Developing nations outline priorities at U.N.

Leaders urge greater focus on roots of terror, combating poverty

? The battle against terrorists is being won but the “ultimate war” against terrorism will be lost if the roots of the problem aren’t addressed, Pakistan’s president told the U.N. General Assembly’s ministerial meeting Wednesday, echoing a theme raised by leaders of many developing countries.

The leaders stressed that the priorities of the developing world are receiving little more than self-serving lip service and that the United Nations, by virtue of having policies dictated by wealthy nations, has failed to substantively tackle key issues such as the Israeli-Palestinian conflict.

“Terrorism poses the most urgent threat to many countries, including the most powerful states. For many of us, the terrorist threat is very close and … very personal,” Gen. Pervez Musharraf said. Pakistan is a key U.S. ally in the war on terror.

Global cooperation has been “highly successful” and the international community is “winning the battle against terrorists,” he said. “However, what we are doing is insufficient to win the ultimate war against them.”

While many countries have called for a concerted effort against terrorism, leaders of developing nations argued for a closer look at terrorism’s roots.

They said the Sept. 11, 2001, attacks in the United States, coupled with the events that followed, have left the international community myopically focused on terrorism at the expense of other issues that fuel tensions among the world’s most disenfranchised peoples.

“For the majority of the world’s people … the most immediate threats are those of poverty, hunger, unsafe drinking water, environmental degradation and endemic or infectious diseases, such as AIDS and malaria,” said Djibouti’s president, Ismail Omar Guelleh.

He said the “knee-jerk reaction of crushing (terrorism) militarily fails to address its many manifestations, or get at its roots and causes.”

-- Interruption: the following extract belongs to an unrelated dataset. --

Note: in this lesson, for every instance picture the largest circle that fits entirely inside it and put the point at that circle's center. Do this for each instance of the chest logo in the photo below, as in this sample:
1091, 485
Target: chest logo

“While acts of terrorism need certainly to be addressed, to do so with only cursory lip service to the possible underlying causes, can be fatal and in itself destructive,” Guelleh warned. “No one should excuse what is happening in many places today — the brutal and heinous crimes — but let us face it, those situations still require solutions.”

A key issue leaders said must be addressed is the Israeli-Palestinian conflict.

Musharraf described it as “an open wound on the psyche of every Muslim,” a conflict that “generates anger and resentment across the Islamic world.”